We’re at an interesting inflection point where fear of repercussions could derail and diminish innovation - slowing down our technological advance.
Much of this fear is based on emerging models demonstrating new (and potentially unpredictable) capabilities. Researchers showed that these emerging capabilities mostly appear when non-linear or discontinuous metrics are used ... but vanish with linear and continuous metrics. So far, even with LLMs, intrinsic self-correction has shown to be very difficult. When a model is left to decide on self-correction without guidance, performance declines across all benchmarks.
If we don’t continue to lead the charge, other countries will … you can already see it with China leading the AI patent explosion.
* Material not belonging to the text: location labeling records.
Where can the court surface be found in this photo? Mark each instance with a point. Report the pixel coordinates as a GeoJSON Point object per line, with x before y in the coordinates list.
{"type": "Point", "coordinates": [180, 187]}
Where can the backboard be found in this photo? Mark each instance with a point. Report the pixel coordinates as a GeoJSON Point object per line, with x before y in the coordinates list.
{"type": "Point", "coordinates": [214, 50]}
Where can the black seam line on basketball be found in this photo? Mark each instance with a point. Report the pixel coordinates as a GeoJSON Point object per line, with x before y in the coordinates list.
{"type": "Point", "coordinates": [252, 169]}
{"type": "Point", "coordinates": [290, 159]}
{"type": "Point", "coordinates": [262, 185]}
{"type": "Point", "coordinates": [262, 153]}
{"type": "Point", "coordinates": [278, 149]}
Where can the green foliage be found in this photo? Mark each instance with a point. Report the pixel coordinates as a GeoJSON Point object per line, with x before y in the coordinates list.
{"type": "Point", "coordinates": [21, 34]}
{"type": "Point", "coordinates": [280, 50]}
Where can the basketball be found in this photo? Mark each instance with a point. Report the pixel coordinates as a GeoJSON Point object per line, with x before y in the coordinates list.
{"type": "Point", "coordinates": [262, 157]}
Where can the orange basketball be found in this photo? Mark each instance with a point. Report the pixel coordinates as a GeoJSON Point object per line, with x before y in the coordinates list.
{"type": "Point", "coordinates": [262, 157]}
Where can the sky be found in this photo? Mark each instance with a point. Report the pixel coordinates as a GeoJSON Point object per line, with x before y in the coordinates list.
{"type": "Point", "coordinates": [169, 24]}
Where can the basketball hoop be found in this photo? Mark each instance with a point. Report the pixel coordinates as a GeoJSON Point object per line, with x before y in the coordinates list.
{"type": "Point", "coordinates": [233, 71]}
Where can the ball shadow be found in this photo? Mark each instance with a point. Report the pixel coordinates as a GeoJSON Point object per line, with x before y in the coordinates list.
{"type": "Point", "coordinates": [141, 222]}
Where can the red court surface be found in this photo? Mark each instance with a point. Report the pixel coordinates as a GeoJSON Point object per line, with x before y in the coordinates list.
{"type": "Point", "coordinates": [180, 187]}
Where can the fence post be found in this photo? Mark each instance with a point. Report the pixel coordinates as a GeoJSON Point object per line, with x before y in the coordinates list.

We need to address the fears and culture around AI in America. The benefits seem to outweigh the costs – but we have to account for the costs (time, resources, fees, and friction) and attempt to minimize potential risks – because those are real (and growing) as well.
Pioneers often get arrows in their backs and blood on their shoes. But they are also the first to reach the new world.
Luckily, I think momentum is moving in the right direction. Last year, it was rewarding to see my peers start to use AI apps. Now, many of them are using AI-inspired vocabulary and thinking seriously about how best to adopt AI into the fabric of their business.
We are on the right path.
Onwards!
1Nestor Maslej, Loredana Fattorini, Raymond Perrault, Vanessa Parli, Anka Reuel, Erik Brynjolfsson, John Etchemendy, Katrina Ligett, Terah Lyons, James Manyika, Juan Carlos Niebles, Yoav Shoham, Russell Wald, and Jack Clark, “The AI Index 2024 Annual Report,” AI Index Steering Committee, Institute for Human-Centered AI, Stanford University, Stanford, CA, April 2024. The AI Index 2024 Annual Report by Stanford University is licensed under Attribution-NoDerivatives 4.0 International.